Selain itu, investasi asing yang berlebihan apalagi pada industri-industri strategis membuat negara ini menjadi tidak berdaulat dan mudah dipermainakn oleh para investor sehingga ekonomi sangat rentan dengan krisis. Inilah yang sering terjadi. Rupiah sewaktu-waktu bisa terpuruk akibat permainan para kapitalis asing baik dalam bentuk investasi langsung maupun investasi tidak langsung.
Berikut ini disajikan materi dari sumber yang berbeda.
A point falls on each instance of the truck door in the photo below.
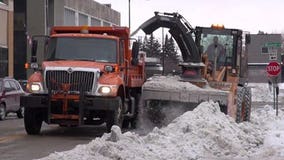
(122, 59)
(9, 99)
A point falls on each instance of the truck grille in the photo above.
(72, 82)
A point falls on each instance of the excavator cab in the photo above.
(221, 51)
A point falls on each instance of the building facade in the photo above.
(36, 17)
(263, 49)
(6, 38)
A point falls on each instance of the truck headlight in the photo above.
(36, 87)
(107, 90)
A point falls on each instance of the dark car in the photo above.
(10, 92)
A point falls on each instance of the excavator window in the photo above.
(219, 49)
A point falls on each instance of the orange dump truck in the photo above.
(89, 76)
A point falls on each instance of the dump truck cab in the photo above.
(88, 76)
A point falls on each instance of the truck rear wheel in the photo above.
(2, 111)
(33, 121)
(243, 104)
(115, 117)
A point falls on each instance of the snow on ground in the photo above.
(202, 134)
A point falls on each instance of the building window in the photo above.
(69, 17)
(95, 22)
(106, 24)
(3, 62)
(83, 19)
(4, 1)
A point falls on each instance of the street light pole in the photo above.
(129, 15)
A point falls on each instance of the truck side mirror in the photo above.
(34, 50)
(248, 39)
(135, 52)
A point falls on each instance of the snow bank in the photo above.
(204, 133)
(173, 83)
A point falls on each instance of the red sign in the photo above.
(273, 68)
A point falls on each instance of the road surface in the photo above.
(15, 144)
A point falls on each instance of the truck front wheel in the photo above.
(115, 117)
(33, 121)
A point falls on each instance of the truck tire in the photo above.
(133, 121)
(248, 103)
(2, 111)
(243, 104)
(21, 112)
(115, 117)
(33, 121)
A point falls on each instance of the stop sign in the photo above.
(273, 68)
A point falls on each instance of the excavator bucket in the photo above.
(171, 92)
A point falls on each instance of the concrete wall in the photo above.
(86, 7)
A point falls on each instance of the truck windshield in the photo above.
(90, 49)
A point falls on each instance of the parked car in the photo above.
(10, 92)
(23, 84)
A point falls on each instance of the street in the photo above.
(15, 144)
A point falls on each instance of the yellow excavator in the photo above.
(222, 80)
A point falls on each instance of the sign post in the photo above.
(273, 70)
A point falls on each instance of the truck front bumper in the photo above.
(88, 102)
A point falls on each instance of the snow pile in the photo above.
(204, 133)
(273, 144)
(174, 83)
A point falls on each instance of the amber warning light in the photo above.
(217, 26)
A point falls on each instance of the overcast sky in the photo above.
(248, 15)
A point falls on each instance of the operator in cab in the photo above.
(216, 54)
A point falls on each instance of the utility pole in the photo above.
(129, 15)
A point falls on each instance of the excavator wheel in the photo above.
(154, 112)
(243, 104)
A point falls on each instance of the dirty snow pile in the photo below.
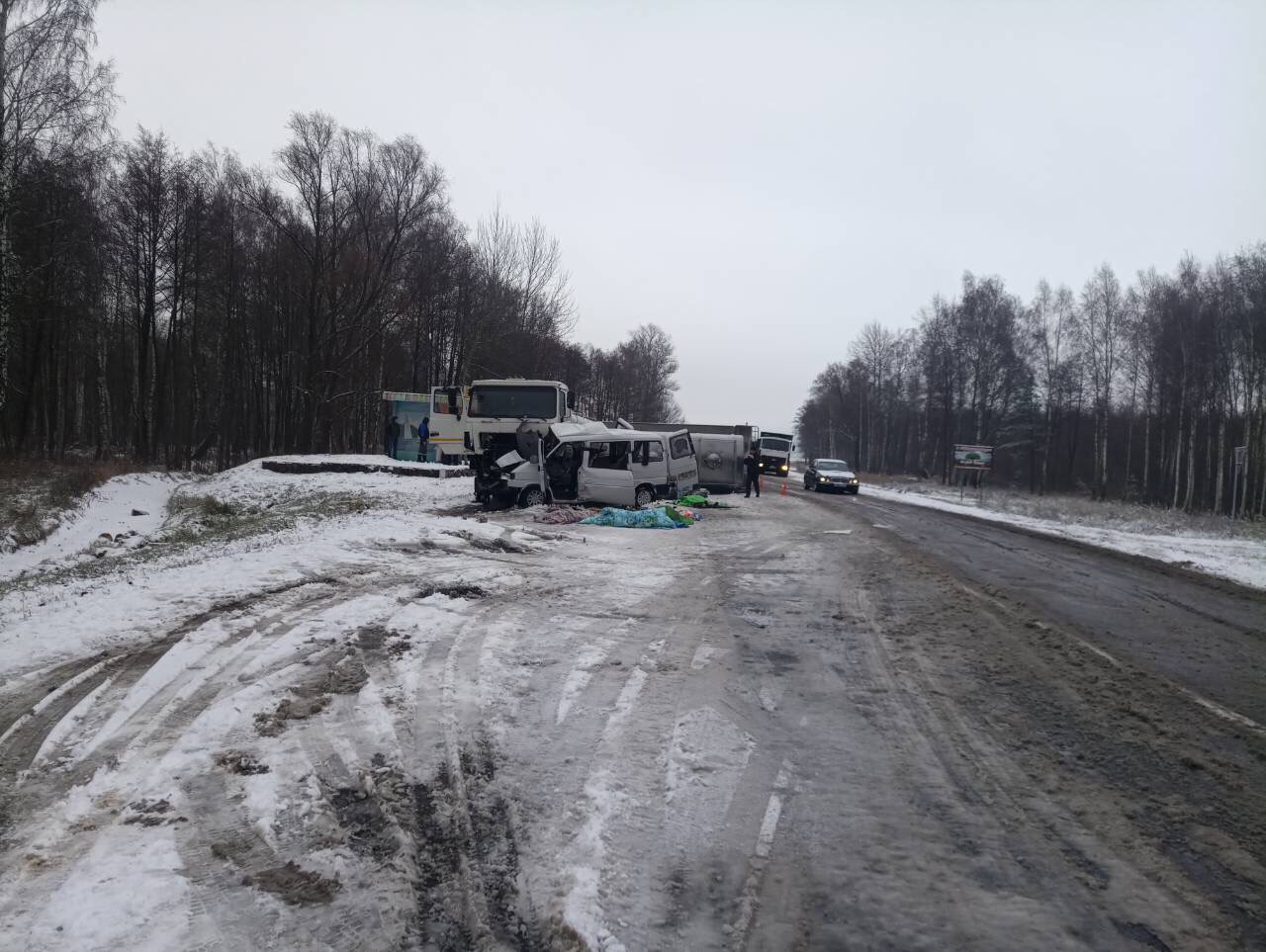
(1241, 559)
(274, 529)
(279, 722)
- Indonesia bergabung dalam Pakta Perdagangan Trans-Pacific Partnership (TPP).
Hasil kedua kunjungan Jokowi ke Amerika Serikat adalah kesediaan Jokowi untuk bergabung dengan Trans Pacific Partership (TPP), yaitu Pakta yang meliputi negara-negara Asia Pasifik. Saat ini anggotanya 12 negara: Amerika Serikat, Australia, Brunei, Chile, Jepang, Kanada, Malaysia, Meksiko, New Zealand, Peru, Singapura dan Vietnam. Komitmen Indonesia bergabung dengan kerjasama perdagangan bebas di kawasan Pasifik tersebut disampaikan Jokowi kepada Presiden Amerika Serikat (AS) Barack Obama saat berkunjung ke Gedung Putih, di Washington DC, Senin siang waktu setempat atau Selasa dinihari (27/10) waktu Indonesia.
Jokowi mengungkapkan dua pertimbangan Pemerintah Indonesia untuk bergabung dengan TPP. Pertama: Ekonomi Indonesia adalah ekonomi terbuka. Kedua: Dengan penduduk sebanyak 250 juta orang, Indonesia merupakan negara dengan ekonomi terbesar di Asia Tenggara.
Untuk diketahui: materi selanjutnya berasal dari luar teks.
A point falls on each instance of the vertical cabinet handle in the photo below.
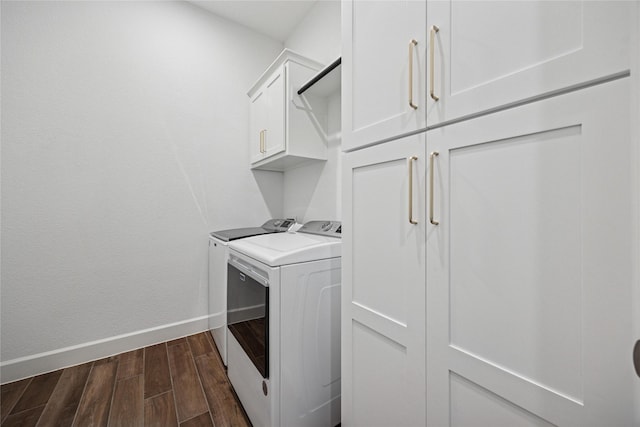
(431, 157)
(262, 135)
(411, 160)
(432, 38)
(261, 140)
(412, 43)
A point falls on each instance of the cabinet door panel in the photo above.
(274, 136)
(257, 123)
(489, 54)
(383, 296)
(376, 64)
(529, 271)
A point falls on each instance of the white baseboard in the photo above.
(28, 366)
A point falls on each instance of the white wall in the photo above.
(313, 191)
(124, 128)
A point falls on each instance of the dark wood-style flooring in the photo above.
(176, 383)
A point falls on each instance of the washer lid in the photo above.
(271, 226)
(288, 248)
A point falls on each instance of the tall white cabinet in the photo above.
(505, 294)
(383, 304)
(493, 54)
(385, 45)
(530, 269)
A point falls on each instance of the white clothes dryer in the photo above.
(218, 255)
(284, 340)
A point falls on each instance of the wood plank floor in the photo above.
(177, 383)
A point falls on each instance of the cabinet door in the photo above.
(490, 54)
(530, 271)
(274, 136)
(257, 125)
(377, 58)
(383, 285)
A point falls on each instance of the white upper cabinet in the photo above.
(383, 74)
(491, 54)
(285, 128)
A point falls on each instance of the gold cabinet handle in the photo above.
(412, 43)
(262, 138)
(261, 141)
(411, 160)
(432, 37)
(431, 157)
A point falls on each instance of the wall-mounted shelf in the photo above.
(325, 82)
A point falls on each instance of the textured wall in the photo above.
(124, 129)
(313, 191)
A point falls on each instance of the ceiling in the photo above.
(276, 19)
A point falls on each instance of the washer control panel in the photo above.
(323, 228)
(279, 224)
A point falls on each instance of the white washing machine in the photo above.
(284, 347)
(218, 255)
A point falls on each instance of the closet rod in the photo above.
(320, 75)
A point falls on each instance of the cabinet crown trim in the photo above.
(285, 55)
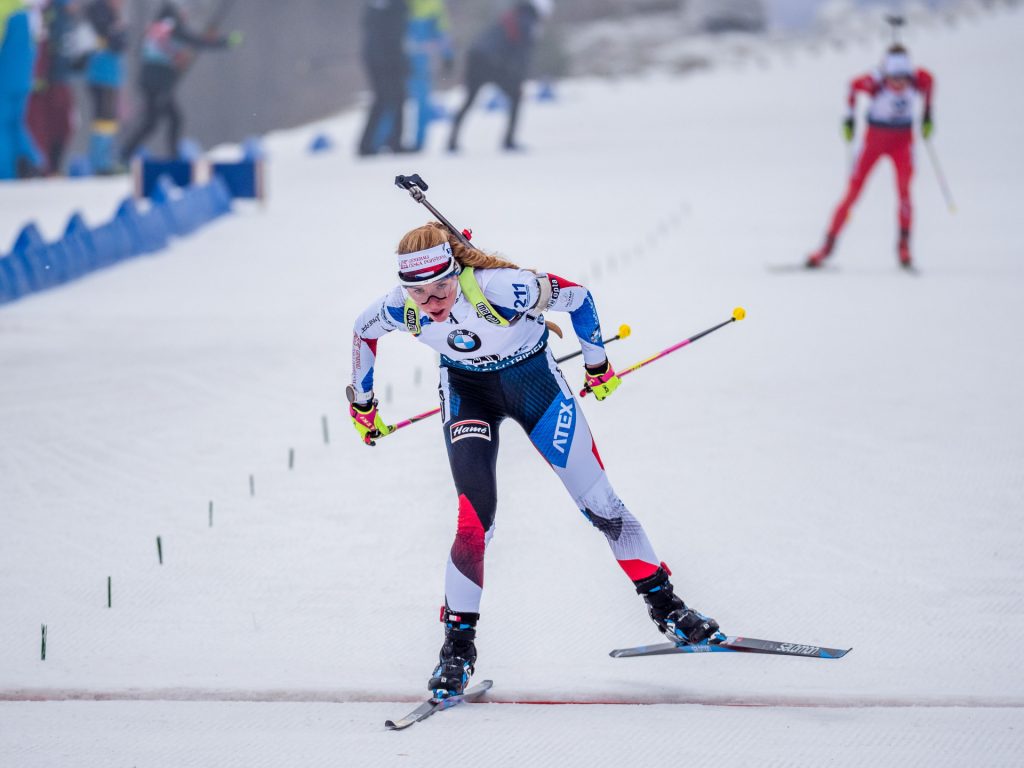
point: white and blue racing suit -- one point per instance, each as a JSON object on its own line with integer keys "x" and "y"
{"x": 489, "y": 373}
Padahal, menurut pengamat ekonomi Muhammad Ishak, bergabungnya Indonesia dengan TPP akan sangat merugikan karena AS dan negara-negara maju akan memaksimalkan perjanjian tersebut untuk mendorong pertumbuhan ekonomi negara dan meningkatkan penyerapan tenaga kerja domestik melalui peningkatan ekspor ke negara-negara anggota TPP. Dengan adanya TPP, sekitar 18,000 tarif impor barang negara-negara anggota akan dipangkas. Berbagai hambatan non tarif juga akan dikurangi. TPP juga akan membuka keterlibatan negara-negara anggota untuk terlibat dalam pengadaan barang dan jasa oleh Pemerintah. Produk-produk dari negara maju seperti AS akan sangat diuntungkan dalam liberalisasi ini, tetapi akan sangat merugikan Indonesia. Pasalnya, Pemerintah Indonesia tidak melakukan upaya apapun untuk melindungi dan meningkatkan kuantitas dan kualitas produk dalam negeri. Berikut beberapa di antaranya:
Pertama, menurunkan pendapatan dan penyerapan tenaga kerja Indonesia. Produk yang kompetitif ditopang banyak hal mulai dari inovasi, keunggulan teknologi, biaya input yang murah termasuk modal. Dengan demikian, produk-produk manufaktur terutama yang berteknologi menengah atas seperti mesin, elektronik dan farmasi, jelas akan dimenangkan oleh negara-negara maju seperti AS, Jepang dan Kanada. “Adapun industri-industri yang kurang kompetitif seperti yang banyak dijumpai di Indonesia di atas kertas akan kalah bersaing sehingga akan berdampak pada penurunan pendapatan dan penyerapan tenaga kerja,” beber Muhammad Ishak.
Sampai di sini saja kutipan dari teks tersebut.